Seoul (AsiaNews) - South Korean customs officers have stopped the trafficking in pills containing the dehydrated meat of fetuses or dead infants, considered to be a "super cure". The customs service had already discovered the traffic last August: from then until now at least 17,451 pills have been marketed.
The pills, sourced from northern China, are made of the flesh of dead babies or fetuses that were cut into pieces, dried in special kilns and then pulverized and mixed with herbs to hide their contents. The San Francisco Times says that a test performed on the powder has established that these pills are composed of 99.7% of human flesh. The tests also managed to trace the DNA and sex of children from which the organic matter was made.
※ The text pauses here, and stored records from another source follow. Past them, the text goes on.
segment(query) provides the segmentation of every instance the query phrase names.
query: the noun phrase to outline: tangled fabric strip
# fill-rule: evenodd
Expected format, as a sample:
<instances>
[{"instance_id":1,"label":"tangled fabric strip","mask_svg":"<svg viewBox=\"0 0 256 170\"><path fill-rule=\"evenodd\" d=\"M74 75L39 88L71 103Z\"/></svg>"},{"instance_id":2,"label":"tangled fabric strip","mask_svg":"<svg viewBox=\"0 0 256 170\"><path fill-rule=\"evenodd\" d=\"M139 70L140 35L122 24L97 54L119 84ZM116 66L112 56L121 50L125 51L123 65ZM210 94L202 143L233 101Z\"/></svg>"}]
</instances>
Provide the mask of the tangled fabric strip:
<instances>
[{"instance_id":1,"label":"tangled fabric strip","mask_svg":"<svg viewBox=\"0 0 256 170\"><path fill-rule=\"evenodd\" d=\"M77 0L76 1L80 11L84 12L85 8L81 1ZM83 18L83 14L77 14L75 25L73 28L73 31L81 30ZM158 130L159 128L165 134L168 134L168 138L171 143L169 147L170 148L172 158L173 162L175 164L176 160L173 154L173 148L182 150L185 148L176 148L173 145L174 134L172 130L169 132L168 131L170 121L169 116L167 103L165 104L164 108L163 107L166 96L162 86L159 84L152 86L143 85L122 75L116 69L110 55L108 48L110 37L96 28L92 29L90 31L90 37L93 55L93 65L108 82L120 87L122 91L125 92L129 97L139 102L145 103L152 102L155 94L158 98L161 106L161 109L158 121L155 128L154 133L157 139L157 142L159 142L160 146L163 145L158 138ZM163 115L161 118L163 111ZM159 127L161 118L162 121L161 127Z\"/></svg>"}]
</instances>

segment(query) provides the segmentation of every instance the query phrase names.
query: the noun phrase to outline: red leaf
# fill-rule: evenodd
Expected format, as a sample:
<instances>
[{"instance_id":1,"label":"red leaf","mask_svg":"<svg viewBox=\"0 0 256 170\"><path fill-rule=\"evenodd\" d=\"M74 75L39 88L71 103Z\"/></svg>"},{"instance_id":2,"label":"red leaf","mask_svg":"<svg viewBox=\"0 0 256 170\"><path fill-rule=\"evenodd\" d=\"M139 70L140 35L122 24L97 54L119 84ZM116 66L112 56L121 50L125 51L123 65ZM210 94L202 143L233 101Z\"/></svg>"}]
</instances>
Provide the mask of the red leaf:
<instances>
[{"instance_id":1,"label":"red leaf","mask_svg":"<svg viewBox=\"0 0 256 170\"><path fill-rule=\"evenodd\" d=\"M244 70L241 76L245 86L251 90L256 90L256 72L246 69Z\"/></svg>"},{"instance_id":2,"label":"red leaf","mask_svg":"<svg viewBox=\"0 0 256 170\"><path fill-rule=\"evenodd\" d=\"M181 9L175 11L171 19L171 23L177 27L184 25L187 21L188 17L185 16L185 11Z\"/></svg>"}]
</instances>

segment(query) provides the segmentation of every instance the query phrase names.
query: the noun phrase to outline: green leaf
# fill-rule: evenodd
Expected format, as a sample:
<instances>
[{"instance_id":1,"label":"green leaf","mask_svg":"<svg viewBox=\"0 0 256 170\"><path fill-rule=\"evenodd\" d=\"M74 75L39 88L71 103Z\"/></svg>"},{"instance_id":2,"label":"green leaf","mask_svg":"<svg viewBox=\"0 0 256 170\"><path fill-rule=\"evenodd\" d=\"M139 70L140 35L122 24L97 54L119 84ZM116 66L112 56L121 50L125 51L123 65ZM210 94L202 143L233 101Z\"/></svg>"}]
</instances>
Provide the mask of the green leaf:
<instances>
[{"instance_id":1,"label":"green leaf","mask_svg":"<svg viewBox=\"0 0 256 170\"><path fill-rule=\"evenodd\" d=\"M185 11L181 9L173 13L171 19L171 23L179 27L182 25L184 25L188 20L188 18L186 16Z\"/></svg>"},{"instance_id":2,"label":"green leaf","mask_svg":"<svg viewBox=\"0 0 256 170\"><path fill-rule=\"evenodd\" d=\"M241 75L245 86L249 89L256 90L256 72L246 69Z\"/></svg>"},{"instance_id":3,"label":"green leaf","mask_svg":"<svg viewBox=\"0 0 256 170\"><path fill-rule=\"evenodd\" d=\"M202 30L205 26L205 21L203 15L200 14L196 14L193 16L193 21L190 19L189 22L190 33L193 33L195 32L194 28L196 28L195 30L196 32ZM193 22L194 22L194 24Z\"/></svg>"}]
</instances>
According to Korean journalists, who have investigated this trade, Chinese hospitals sell dead babies and aborted fetuses to the Chinese pharmaceutical companies to prepare the pills, believed to boost energy levels for sexual performances.
In fact, according to analysts, the pills contain a long list of bacteria and are dangerous, but to date no one knows anyone who was struck by illness after having taken them.
According to the Korean authorities, the customers of this disgusting traffic are Korean-Chinese who have moved from China to South Korea. Since August last year to date there have been at least 35 attempts to import them in luggage or by international courier.
Some of the smugglers of these pills of human flesh were stopped by police two days ago at the South Korean border. They said they did not know the contents of the medicine, or their origin. The Chinese Ministry of Health has not yet commented on the discovery.
In China, the problem of the use of dead fetuses or infants is recurrent. A few years ago a landfill of body parts of infants treated with aromatic substances was discovered (see: 05/04/2006 Gansu police discover remains of cooked children and 07/04/2006 New evidence on the "cooked child" story as police investigates the discovery of 123 skulls).
In 2003, the Public Security Bureau of Guangdong tried to block reports that some restaurants in the southern province had cooked dead babies in soups to serve businessmen in Taiwan and Hong Kong. According to police, the story was fabricated to damage the image of China and Guangdong. In the 1990s, also in Guangdong a traffic fetuses was discovered that were boiled to make soups marketed as beauty care and rejuvenation product.